CAKE w/ Adaptive Bandwidth [October 2021 to September 2022]

Lynx · October 13, 2021, 11:09am

@dlakelan how do I get inbound traffic destined for 192.168.1.1 to go through my veth-lan so that it gets prioritised by CAKE? I think only the outgoing ping request is caught on upload by CAKE on wan but the incoming response is not caught by CAKE on veth-lan. I don't know how to route traffic destined for the router itself through veth-lan :

These IP rules catch all inbound LAN traffic but unfortunately not traffic destined for 192.168.1.1:

14000:  from all iif wan lookup veth-lan
14000:  from all iif vpn lookup veth-lan

Even setting priorities to '0' doesn't catch traffic to 192.168.1.1.

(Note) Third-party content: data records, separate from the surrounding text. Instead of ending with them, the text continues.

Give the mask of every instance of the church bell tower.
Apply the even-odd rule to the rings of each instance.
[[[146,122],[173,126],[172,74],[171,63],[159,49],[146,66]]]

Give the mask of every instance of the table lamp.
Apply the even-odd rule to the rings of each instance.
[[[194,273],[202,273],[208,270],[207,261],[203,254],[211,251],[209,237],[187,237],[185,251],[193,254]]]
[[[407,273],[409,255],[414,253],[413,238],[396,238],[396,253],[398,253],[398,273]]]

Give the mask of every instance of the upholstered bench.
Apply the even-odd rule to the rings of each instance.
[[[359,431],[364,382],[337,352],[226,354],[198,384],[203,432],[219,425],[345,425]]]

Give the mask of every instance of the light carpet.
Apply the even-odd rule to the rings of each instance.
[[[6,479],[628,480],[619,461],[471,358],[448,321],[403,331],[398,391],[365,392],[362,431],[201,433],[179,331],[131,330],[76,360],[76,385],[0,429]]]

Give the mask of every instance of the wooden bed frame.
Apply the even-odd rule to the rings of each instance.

How do I fix this? Without this, I presume the ping responses are not going to get prioritised as they should and so this will give a bleaker picture than reality?

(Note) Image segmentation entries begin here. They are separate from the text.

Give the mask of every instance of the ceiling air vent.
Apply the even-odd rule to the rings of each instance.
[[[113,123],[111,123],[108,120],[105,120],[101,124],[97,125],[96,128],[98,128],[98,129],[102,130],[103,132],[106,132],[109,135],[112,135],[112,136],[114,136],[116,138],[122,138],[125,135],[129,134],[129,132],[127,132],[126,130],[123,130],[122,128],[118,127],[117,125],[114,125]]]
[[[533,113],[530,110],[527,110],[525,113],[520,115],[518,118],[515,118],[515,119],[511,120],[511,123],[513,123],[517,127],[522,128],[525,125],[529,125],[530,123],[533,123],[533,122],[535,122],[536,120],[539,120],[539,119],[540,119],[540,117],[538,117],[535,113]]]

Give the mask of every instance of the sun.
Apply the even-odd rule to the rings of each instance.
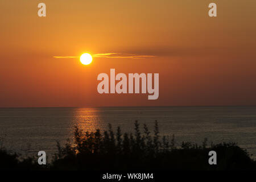
[[[92,61],[92,57],[88,53],[85,53],[81,55],[80,61],[82,64],[88,65]]]

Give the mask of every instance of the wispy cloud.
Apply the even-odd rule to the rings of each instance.
[[[79,56],[53,56],[54,58],[57,59],[72,59],[72,58],[77,58],[79,57]]]
[[[122,53],[117,52],[110,53],[100,53],[92,55],[93,57],[101,57],[101,58],[130,58],[130,59],[144,59],[147,57],[154,57],[155,56],[153,55],[141,55],[133,53]],[[79,56],[53,56],[56,59],[72,59],[77,58]]]
[[[147,57],[154,57],[155,56],[152,55],[140,55],[133,53],[122,53],[117,52],[111,53],[96,53],[93,55],[94,57],[104,58],[131,58],[131,59],[143,59]]]

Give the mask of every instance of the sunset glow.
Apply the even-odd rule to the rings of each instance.
[[[80,61],[82,64],[88,65],[90,64],[92,61],[92,57],[88,53],[83,53],[80,56]]]

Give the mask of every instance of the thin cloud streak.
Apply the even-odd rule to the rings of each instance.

I think this may explain why your script is overly throttling my download down to the minimum level I set even though I know it can handle a larger bandwidth without bufferbloat using CAKE.

@shm0, sorry, I should have referenced your script too:

@shm0 do you presently use one of these rate adjusting scripts? Did you tweak yours any further than as posted above? I'm keen to try it too.

The trouble is that with the exception of @lantis1008's solution (which has received a lot of positive reports, but would require a lot of work to adapt for OpenWrt), there seems to be no tried and tested solution with positive reports readily available on OpenWrt to this problem, and yet a lot of users seem to be very much in need of one.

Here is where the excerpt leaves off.